United States v. Sergio Chamorro A/K/A Sergio Hernandez

687 F.2d 1, 1982 U.S. App. LEXIS 16602, 11 Fed. R. Serv. 881
CourtCourt of Appeals for the First Circuit
DecidedAugust 13, 1982
Docket81-1815
StatusPublished
Cited by37 cases

This text of 687 F.2d 1 (United States v. Sergio Chamorro A/K/A Sergio Hernandez) is published on Counsel Stack Legal Research, covering Court of Appeals for the First Circuit primary law. Counsel Stack provides free access to over 12 million legal documents including statutes, case law, regulations, and constitutions.

Bluebook
United States v. Sergio Chamorro A/K/A Sergio Hernandez, 687 F.2d 1, 1982 U.S. App. LEXIS 16602, 11 Fed. R. Serv. 881 (1st Cir. 1982).

Opinion

BOWNES, Circuit Judge.

Defendant-appellant, Sergio Chamorro, appeals his conviction, by a jury, of knowingly causing an explosive device to be sent through the mail with the intent to injure, in violation of 18 U.S.C. § 1716(h). At the time of the offense, Chamorro was incarcerated at Walpole Prison in Massachusetts. The appellant raises two issues on appeal. First, Chamorro claims that the trial court erred in denying his motion to suppress an *2 address label seized in a search of his prison cell. Second, Chamorro contends that the district court erred in denying his motion for a mistrial, when a witness’s nonresponsive testimony indicated that Chamorro had previously been convicted of intent to murder.

The Facts

On May 4,1981, the United States Postal Service delivered a package addressed to Pablo Santiago at his restaurant. The package contained a hollowed-out book with a bomb inside it which exploded when the book was opened, injuring two people.
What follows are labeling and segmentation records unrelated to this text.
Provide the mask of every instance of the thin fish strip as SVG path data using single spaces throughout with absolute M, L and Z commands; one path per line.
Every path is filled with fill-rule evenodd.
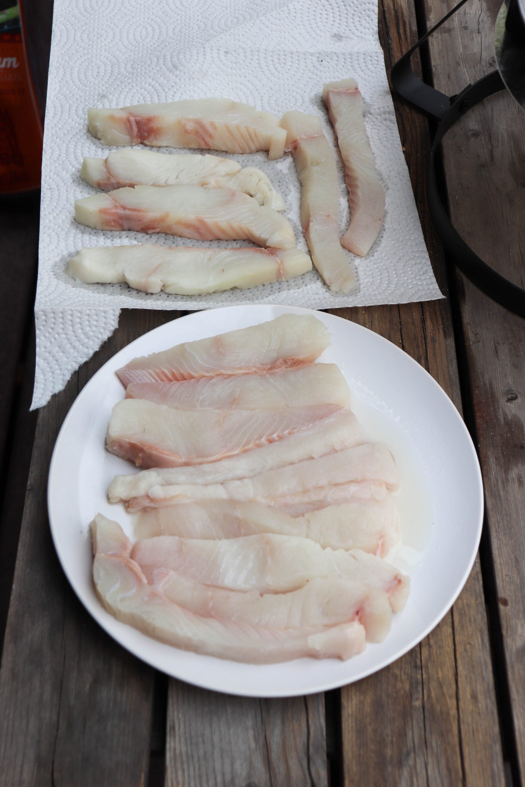
M 97 595 L 118 620 L 184 650 L 253 663 L 292 659 L 349 659 L 365 647 L 358 621 L 334 626 L 270 629 L 195 615 L 152 587 L 130 557 L 131 542 L 116 523 L 98 515 L 91 523 Z
M 329 82 L 323 98 L 335 129 L 348 187 L 350 224 L 341 242 L 364 257 L 385 218 L 385 193 L 363 119 L 363 97 L 355 79 Z
M 202 186 L 135 186 L 75 201 L 75 218 L 96 230 L 166 232 L 196 240 L 250 240 L 293 249 L 290 222 L 268 205 L 233 189 Z
M 135 358 L 116 374 L 128 386 L 268 371 L 311 363 L 329 344 L 328 331 L 316 317 L 283 314 L 268 323 Z
M 356 280 L 339 242 L 337 168 L 321 121 L 287 112 L 280 123 L 301 181 L 301 224 L 313 264 L 331 290 L 349 293 Z
M 89 130 L 105 145 L 207 148 L 228 153 L 284 153 L 286 134 L 269 112 L 228 98 L 89 109 Z
M 87 284 L 126 283 L 146 293 L 202 295 L 288 281 L 312 270 L 298 249 L 188 249 L 184 246 L 103 246 L 81 249 L 68 263 L 68 276 Z
M 235 189 L 253 197 L 259 205 L 284 210 L 284 200 L 269 179 L 255 167 L 218 156 L 153 153 L 150 150 L 114 150 L 105 158 L 86 157 L 80 177 L 104 191 L 124 186 L 181 184 Z

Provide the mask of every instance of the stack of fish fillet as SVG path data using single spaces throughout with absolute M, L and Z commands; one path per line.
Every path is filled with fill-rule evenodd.
M 379 642 L 408 578 L 392 454 L 367 442 L 314 316 L 275 320 L 135 358 L 106 445 L 139 472 L 91 523 L 105 608 L 164 642 L 237 661 L 346 660 Z

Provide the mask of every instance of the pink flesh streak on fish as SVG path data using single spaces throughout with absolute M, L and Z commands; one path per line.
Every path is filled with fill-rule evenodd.
M 126 498 L 126 503 L 129 510 L 137 510 L 150 505 L 168 505 L 177 497 L 190 501 L 217 498 L 254 501 L 277 508 L 298 506 L 304 509 L 300 511 L 303 513 L 356 497 L 381 500 L 386 490 L 395 491 L 399 483 L 399 471 L 388 449 L 380 444 L 364 443 L 224 483 L 150 486 L 146 483 L 142 494 L 137 490 L 136 494 Z
M 149 580 L 159 568 L 228 590 L 287 593 L 313 578 L 358 580 L 388 593 L 402 609 L 409 580 L 386 560 L 360 549 L 324 549 L 308 538 L 259 534 L 224 541 L 156 536 L 138 541 L 131 557 Z
M 126 398 L 150 399 L 183 409 L 251 410 L 321 404 L 347 407 L 349 391 L 335 364 L 305 364 L 258 375 L 135 382 L 128 386 Z
M 130 556 L 131 543 L 116 523 L 98 514 L 91 523 L 97 595 L 118 620 L 184 650 L 253 663 L 304 656 L 349 659 L 365 646 L 357 620 L 333 626 L 277 629 L 196 615 L 152 586 Z
M 283 314 L 268 323 L 135 358 L 116 374 L 128 386 L 268 371 L 311 363 L 329 344 L 328 331 L 316 317 Z
M 280 124 L 287 129 L 287 148 L 301 181 L 301 224 L 313 264 L 331 290 L 349 293 L 356 282 L 339 242 L 337 168 L 320 120 L 287 112 Z
M 363 120 L 363 97 L 355 79 L 349 79 L 324 85 L 323 98 L 338 136 L 349 194 L 350 224 L 341 242 L 364 257 L 383 227 L 385 194 Z
M 125 282 L 142 292 L 195 295 L 233 287 L 245 290 L 311 270 L 309 257 L 298 249 L 199 249 L 146 243 L 81 249 L 65 272 L 87 284 Z
M 366 442 L 364 430 L 352 411 L 345 408 L 279 442 L 270 443 L 218 462 L 191 467 L 143 470 L 139 473 L 116 475 L 109 486 L 108 497 L 112 503 L 127 502 L 148 496 L 153 486 L 217 484 L 235 478 L 250 478 L 265 471 L 324 456 L 364 442 Z M 322 506 L 314 505 L 312 508 Z
M 112 411 L 106 446 L 144 468 L 201 464 L 276 442 L 338 409 L 336 405 L 320 405 L 177 410 L 146 399 L 124 399 Z
M 383 556 L 399 538 L 398 514 L 390 495 L 358 499 L 293 517 L 260 503 L 206 500 L 141 511 L 134 518 L 140 538 L 236 538 L 274 533 L 310 538 L 332 549 L 363 549 Z
M 286 135 L 274 115 L 226 98 L 90 109 L 87 117 L 91 134 L 106 145 L 268 150 L 270 159 L 284 153 Z
M 311 579 L 289 593 L 260 593 L 213 587 L 168 569 L 153 571 L 152 585 L 170 601 L 217 620 L 248 626 L 300 629 L 358 620 L 367 641 L 380 642 L 392 619 L 387 593 L 351 579 Z
M 75 218 L 98 230 L 166 232 L 197 240 L 250 240 L 276 249 L 295 246 L 294 231 L 283 216 L 229 188 L 125 187 L 76 200 Z

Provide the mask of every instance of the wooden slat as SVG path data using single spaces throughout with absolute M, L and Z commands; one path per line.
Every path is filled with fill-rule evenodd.
M 32 323 L 32 315 L 31 315 Z M 22 364 L 22 380 L 15 389 L 18 408 L 11 445 L 6 452 L 5 490 L 0 508 L 0 654 L 11 597 L 18 537 L 24 512 L 28 476 L 35 439 L 37 414 L 29 412 L 35 379 L 35 331 L 31 331 L 27 357 Z
M 171 681 L 166 787 L 325 787 L 323 695 L 252 700 Z
M 0 669 L 6 785 L 146 782 L 153 671 L 116 646 L 69 588 L 51 542 L 46 487 L 79 390 L 131 338 L 172 317 L 124 310 L 115 334 L 39 413 Z
M 452 7 L 427 2 L 429 24 Z M 499 0 L 471 0 L 431 39 L 436 87 L 457 93 L 492 71 Z M 525 284 L 525 116 L 506 93 L 468 112 L 446 136 L 443 159 L 455 226 L 500 273 Z M 525 321 L 509 314 L 459 276 L 468 372 L 474 399 L 487 529 L 484 566 L 495 585 L 490 610 L 496 652 L 504 658 L 501 715 L 512 760 L 515 737 L 525 782 Z M 499 601 L 498 601 L 499 599 Z M 506 696 L 506 671 L 510 704 Z M 518 768 L 515 769 L 517 771 Z M 518 774 L 515 772 L 515 777 Z
M 0 470 L 22 341 L 32 307 L 38 236 L 38 198 L 0 198 L 0 266 L 4 277 L 0 289 Z M 2 486 L 0 481 L 0 493 Z
M 413 4 L 408 0 L 380 4 L 379 29 L 388 63 L 417 38 Z M 444 289 L 442 254 L 423 212 L 427 122 L 402 105 L 397 110 L 423 232 Z M 352 309 L 346 316 L 402 346 L 460 405 L 447 301 Z M 497 723 L 476 561 L 453 611 L 418 648 L 378 674 L 342 690 L 345 784 L 502 785 Z

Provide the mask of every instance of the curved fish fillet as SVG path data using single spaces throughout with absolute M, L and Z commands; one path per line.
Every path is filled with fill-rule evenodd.
M 75 218 L 96 230 L 167 232 L 196 240 L 250 240 L 276 249 L 295 246 L 290 222 L 233 189 L 135 186 L 75 200 Z
M 81 249 L 65 272 L 87 284 L 129 284 L 146 293 L 199 295 L 288 281 L 312 270 L 298 249 L 188 249 L 103 246 Z
M 242 536 L 223 541 L 156 536 L 138 541 L 131 557 L 149 580 L 159 568 L 228 590 L 286 593 L 310 579 L 344 578 L 388 593 L 394 611 L 402 609 L 409 580 L 390 563 L 360 549 L 324 549 L 294 536 Z
M 287 112 L 281 125 L 301 181 L 301 224 L 313 264 L 334 292 L 349 293 L 354 275 L 339 242 L 335 159 L 315 115 Z
M 385 488 L 393 491 L 398 486 L 399 471 L 388 449 L 379 443 L 364 443 L 222 484 L 152 486 L 144 497 L 128 501 L 128 507 L 167 505 L 176 502 L 177 497 L 194 501 L 216 498 L 253 501 L 278 508 L 300 504 L 308 511 L 312 501 L 319 508 L 323 501 L 324 508 L 355 497 L 381 499 Z
M 114 150 L 106 158 L 84 158 L 80 177 L 104 191 L 123 186 L 194 184 L 226 187 L 254 197 L 259 205 L 284 210 L 284 200 L 269 179 L 255 167 L 218 156 L 153 153 L 150 150 Z
M 229 98 L 136 104 L 121 109 L 90 109 L 89 130 L 105 145 L 207 148 L 228 153 L 284 153 L 286 134 L 269 112 Z
M 350 392 L 335 364 L 307 364 L 260 375 L 203 377 L 179 382 L 131 382 L 126 398 L 150 399 L 183 410 L 258 410 L 308 405 L 342 408 L 349 406 Z
M 381 642 L 390 628 L 387 593 L 351 579 L 310 579 L 289 593 L 225 590 L 159 568 L 151 583 L 166 598 L 197 615 L 272 629 L 337 626 L 357 620 L 368 642 Z
M 139 538 L 238 538 L 274 533 L 311 538 L 332 549 L 362 549 L 383 556 L 399 538 L 398 513 L 389 495 L 354 501 L 292 517 L 260 503 L 206 500 L 146 508 L 134 517 Z
M 196 615 L 153 587 L 130 557 L 131 543 L 116 523 L 98 515 L 91 523 L 97 595 L 118 620 L 184 650 L 253 663 L 303 656 L 349 659 L 364 648 L 358 621 L 334 626 L 271 629 Z
M 128 386 L 268 371 L 311 363 L 329 344 L 328 331 L 320 320 L 283 314 L 268 323 L 135 358 L 116 374 Z
M 267 470 L 323 456 L 363 443 L 366 436 L 363 427 L 348 408 L 339 410 L 290 434 L 283 440 L 252 451 L 228 456 L 218 462 L 187 467 L 143 470 L 139 473 L 116 475 L 108 490 L 112 503 L 129 502 L 147 496 L 153 486 L 170 484 L 220 484 L 234 478 L 250 478 Z
M 323 98 L 335 129 L 349 194 L 350 224 L 341 242 L 364 257 L 385 218 L 385 193 L 363 120 L 363 97 L 355 79 L 329 82 Z
M 176 410 L 146 399 L 113 408 L 106 446 L 138 466 L 201 464 L 275 442 L 331 416 L 335 405 L 268 410 Z

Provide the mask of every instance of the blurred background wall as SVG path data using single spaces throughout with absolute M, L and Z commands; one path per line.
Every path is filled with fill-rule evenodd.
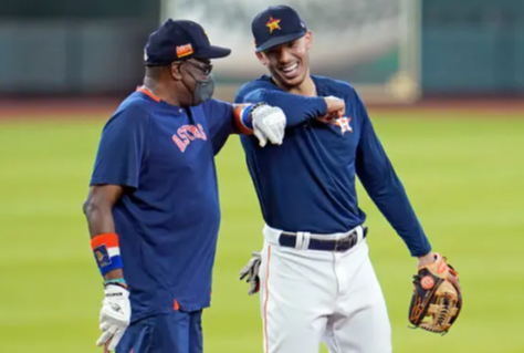
M 230 97 L 263 72 L 252 54 L 250 22 L 280 2 L 2 0 L 0 95 L 127 94 L 142 82 L 148 33 L 171 17 L 201 22 L 211 41 L 233 49 L 216 71 Z M 314 33 L 315 72 L 354 83 L 368 100 L 524 94 L 524 1 L 286 3 Z

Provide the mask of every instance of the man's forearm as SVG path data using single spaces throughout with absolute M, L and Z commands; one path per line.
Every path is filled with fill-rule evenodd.
M 112 255 L 113 261 L 115 253 L 119 258 L 118 238 L 115 231 L 112 206 L 96 204 L 88 199 L 84 204 L 84 215 L 87 219 L 92 249 L 104 280 L 123 279 L 124 271 L 122 267 L 111 269 L 107 272 L 104 271 L 104 267 L 111 266 Z

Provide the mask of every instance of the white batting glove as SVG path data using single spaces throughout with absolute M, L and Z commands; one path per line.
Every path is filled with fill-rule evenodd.
M 268 139 L 274 145 L 282 145 L 285 131 L 285 114 L 277 106 L 259 105 L 251 111 L 253 132 L 259 144 L 264 147 Z
M 104 346 L 104 352 L 114 351 L 125 330 L 129 325 L 129 292 L 116 284 L 106 285 L 102 301 L 99 324 L 102 335 L 96 345 Z
M 260 277 L 259 269 L 260 263 L 262 262 L 262 257 L 260 252 L 251 252 L 252 258 L 249 262 L 240 270 L 240 280 L 243 280 L 245 277 L 245 282 L 250 283 L 250 289 L 248 291 L 249 295 L 253 295 L 260 291 Z

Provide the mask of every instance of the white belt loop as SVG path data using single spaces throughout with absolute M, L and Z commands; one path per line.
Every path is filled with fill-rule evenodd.
M 302 249 L 308 250 L 310 249 L 310 240 L 311 240 L 311 232 L 304 232 L 304 239 L 302 240 Z
M 295 241 L 295 249 L 297 250 L 307 250 L 310 247 L 310 239 L 311 233 L 307 231 L 297 231 L 296 232 L 296 241 Z

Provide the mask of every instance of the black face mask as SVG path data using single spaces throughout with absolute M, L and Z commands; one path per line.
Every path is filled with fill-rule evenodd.
M 188 91 L 191 92 L 192 95 L 191 105 L 199 105 L 211 98 L 214 93 L 213 76 L 209 75 L 206 80 L 199 80 L 191 73 L 191 71 L 188 70 L 188 73 L 191 75 L 195 82 L 197 82 L 197 84 L 195 85 L 195 91 L 191 92 L 191 90 L 188 89 Z

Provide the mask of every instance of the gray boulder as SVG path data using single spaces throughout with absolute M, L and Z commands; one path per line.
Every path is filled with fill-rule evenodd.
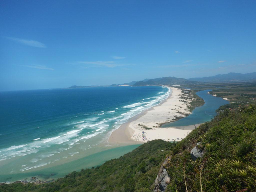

The addressee of the explosive package, Pablo Santiago, had known Chamorro for more than ten years. Santiago had testified against him in a previous trial in 1978 when Chamorro was convicted of intent to murder and sent to Walpole Prison. Santiago testified that, after the 1978 trial, he had received threatening letters; one letter had Chamorro’s palm print, and another was signed by him. 1

Estaban Velez, an acquaintance of Chamorro, testified that on a May 2 visit at Walpole Prison, Chamorro asked Velez to take a television set out of Walpole for him and mail a package which was contained in the set. Velez testified that he took the television set from the prison and mailed the package contained in it from the Woburn Post Office. Two days later, May 4, a package mailed from the Woburn Post Office was delivered to Santiago’s restaurant and the book it contained exploded when opened.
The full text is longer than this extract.